The previous elections were held in two rounds in 2014, with the ruling Georgian Dream coalition winning most of the council seats and mayoral positions.
The election campaign began on August 22 but the majority of parties and mayoral candidates put forward their manifestos just a few weeks ago.
The main contest will be for the top post of Tbilisi mayor. Mayoral candidates will need to win more than 50% of the votes to win in the first round or face a runoff.
Observers predict that a second round of voting will be necessary, especially in the five cities seeking to elect a new mayor.
In late June, parliament changed the law on self-government, reducing the number of towns and cities where a mayor is directly elected from 12 to five.
Thirteen candidates are in the running for the position of Tbilisi mayor, including the former AC Milan footballer Kakha Kaladze, who is running as a candidate for Georgian Dream.
He is backed by Bidzina Ivanishvili, the founder of Georgian Dream and a former prime minister who is the South Caucasus country's richest man.
A survey this month by the National Democratic Institute showed Kaladze led all candidates with the support of around 30 percent of voters. Kaladze's closest challenger is Zaal Udumashvili, a popular former TV anchor, representing the opposition United National Movement.
Kaladze has promised to boost Tbilisi’s economy by ramping up tourism, simplifying government and bureaucracy, and creating a new transportation network.
The ruling Georgian Dream coalition has been accused of using administrative resources-- a term for the use of the bureaucracy, favorable state media coverage, and loyal officials to coerce or intimidate voters -- and other forms of pressure to ensure victory for its own candidates.
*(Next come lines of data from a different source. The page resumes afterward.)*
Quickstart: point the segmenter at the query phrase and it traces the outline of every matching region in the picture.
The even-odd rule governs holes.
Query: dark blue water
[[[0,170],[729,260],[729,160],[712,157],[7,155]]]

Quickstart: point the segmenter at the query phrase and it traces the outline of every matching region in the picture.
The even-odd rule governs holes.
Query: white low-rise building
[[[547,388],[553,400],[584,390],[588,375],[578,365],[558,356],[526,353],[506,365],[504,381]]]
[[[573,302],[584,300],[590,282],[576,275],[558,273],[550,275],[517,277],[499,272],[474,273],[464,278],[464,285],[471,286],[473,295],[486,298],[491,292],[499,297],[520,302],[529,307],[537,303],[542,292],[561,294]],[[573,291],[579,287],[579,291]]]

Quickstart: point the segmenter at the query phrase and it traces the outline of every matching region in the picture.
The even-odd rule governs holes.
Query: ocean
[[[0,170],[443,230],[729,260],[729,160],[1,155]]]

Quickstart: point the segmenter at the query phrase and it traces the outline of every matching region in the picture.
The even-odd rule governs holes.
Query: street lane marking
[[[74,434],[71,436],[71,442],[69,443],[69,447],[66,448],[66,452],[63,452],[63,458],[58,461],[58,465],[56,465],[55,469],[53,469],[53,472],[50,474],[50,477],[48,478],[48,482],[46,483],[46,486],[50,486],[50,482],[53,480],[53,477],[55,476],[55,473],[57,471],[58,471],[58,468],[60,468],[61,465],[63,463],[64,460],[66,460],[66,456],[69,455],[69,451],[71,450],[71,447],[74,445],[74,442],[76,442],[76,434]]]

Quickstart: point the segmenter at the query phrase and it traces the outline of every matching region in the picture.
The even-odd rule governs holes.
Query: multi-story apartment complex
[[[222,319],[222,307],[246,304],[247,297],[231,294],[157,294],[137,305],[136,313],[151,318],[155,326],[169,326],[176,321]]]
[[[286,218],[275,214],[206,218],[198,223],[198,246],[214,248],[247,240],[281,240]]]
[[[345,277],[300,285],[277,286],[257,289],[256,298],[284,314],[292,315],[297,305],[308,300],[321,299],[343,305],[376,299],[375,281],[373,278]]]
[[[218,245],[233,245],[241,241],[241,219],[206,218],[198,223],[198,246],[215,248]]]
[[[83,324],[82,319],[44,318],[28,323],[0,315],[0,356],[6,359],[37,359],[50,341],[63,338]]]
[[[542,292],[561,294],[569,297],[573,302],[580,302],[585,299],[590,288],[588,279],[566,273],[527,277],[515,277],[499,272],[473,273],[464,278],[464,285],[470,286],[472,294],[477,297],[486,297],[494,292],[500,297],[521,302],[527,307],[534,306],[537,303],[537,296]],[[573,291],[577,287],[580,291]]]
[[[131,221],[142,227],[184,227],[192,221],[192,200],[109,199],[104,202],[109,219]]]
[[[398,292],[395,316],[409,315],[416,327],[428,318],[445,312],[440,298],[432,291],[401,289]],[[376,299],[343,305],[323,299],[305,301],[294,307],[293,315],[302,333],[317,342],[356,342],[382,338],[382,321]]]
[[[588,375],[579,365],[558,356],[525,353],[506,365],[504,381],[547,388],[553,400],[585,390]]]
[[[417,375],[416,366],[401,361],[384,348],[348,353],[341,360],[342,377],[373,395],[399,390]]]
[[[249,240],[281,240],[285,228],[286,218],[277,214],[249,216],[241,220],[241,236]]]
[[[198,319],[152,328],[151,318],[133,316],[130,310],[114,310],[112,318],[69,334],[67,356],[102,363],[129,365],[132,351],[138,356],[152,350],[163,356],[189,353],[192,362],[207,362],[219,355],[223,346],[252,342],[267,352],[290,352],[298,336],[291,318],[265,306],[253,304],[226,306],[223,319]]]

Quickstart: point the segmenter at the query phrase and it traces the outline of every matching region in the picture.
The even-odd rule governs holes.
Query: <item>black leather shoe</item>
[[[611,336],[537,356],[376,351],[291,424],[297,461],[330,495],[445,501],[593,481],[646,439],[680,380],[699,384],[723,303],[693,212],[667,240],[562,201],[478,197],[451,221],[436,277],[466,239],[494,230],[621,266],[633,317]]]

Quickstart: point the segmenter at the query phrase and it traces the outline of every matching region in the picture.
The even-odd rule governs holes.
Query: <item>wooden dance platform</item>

Kaladze has rejected those allegations.
CEC chairwoman Tamar Zhvania said that, while there have been instances of the use of administrative resources, the number of complaints has declined in comparison to previous years.
The CEC said there will be 20,641 observers from Georgian election monitoring groups and 581 international observers.
Issues related to the environment and transportation are key in these elections. Air pollution is especially a problem in Tbilisi, a city which has undergone a massive construction boom recently.
On October 11, police scuffled with opposition activists protesting against the Tbilisi city council's move to give a plot of land to a construction company linked to Ivanishvili.
The plot of land is on Liberty Square in downtown Tbilisi, where a new hotel and parking area are planned.
Ivanishvili withdrew from politics in November 2013 but many believe he continues to control Georgian Dream from behind the scenes.
Georgian Dream defeated former President Mikheil Saakashvili's party and came to power in 2012 parliamentary elections.